Hedefe Doğru Adım Adım
Önünde hem Antalyaspor’un geleceği hem de kendi kariyeri için çok kritik 14 maç var.
Soyadının hakkını vermesini ve kaybetse bile hücum yaparak, savaşarak kaybetmesini umut ediyorum artık.
Beşiktaş maçı öncesi hiç umudum yoktu, mantığım maçı net bir skorla kaybeceğimizi söylüyordu. Maça haftalardır işlemeyen, artık iflas etmiş taktiğiyle çıktık Bülent Hocanın. Amaç futbol oynamaktan çok oynatmamak üzerine kuruluydu. Kazandığımız her topta geriye döndük. Ya Boffin ya da defans oyuncuları uzun toplarla ileri doğru şişirdiler, hücum oyuncularımız uzun Beşiktaş defansının arasında kayboldular.
Defansın arkasına uzun top taktiği her takıma karşı uygulanmaz.
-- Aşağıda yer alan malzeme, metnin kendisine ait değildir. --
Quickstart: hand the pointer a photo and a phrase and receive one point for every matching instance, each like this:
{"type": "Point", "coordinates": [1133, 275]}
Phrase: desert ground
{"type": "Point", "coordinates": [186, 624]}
Penaltı pozisyonu maçın kırılma anı oldu. Ardından peş peşe gelen gollerle ilk yarı maç bitti.
İkinci yarı Bülent Korkmaz maç başında yapması gereken şeyi yaptı. Topu yere indirdi, takım kanatları kullanarak oynamaya ve rakibi bunaltmaya başladı. İlk golün ardından ikinci gol de gelse maçın seyri değişirdi. Yine bir defans hatasıyla maç koptu gitti.
Sahada oynanan futbolla maç skoru ters orantılıydı bana göre. Boffin’in kariyerinin en kötü maçını oynaması da buna etken oldu. Salih Dursun haftalardır sahanın en kötüsü. Dün gece de bence Boffin ile beraber sahanın en kötüsüydü. Diego ve Celustka’nın bu takım için ne kadar önemli isimler olduğunu dün gece bir kez daha gördük.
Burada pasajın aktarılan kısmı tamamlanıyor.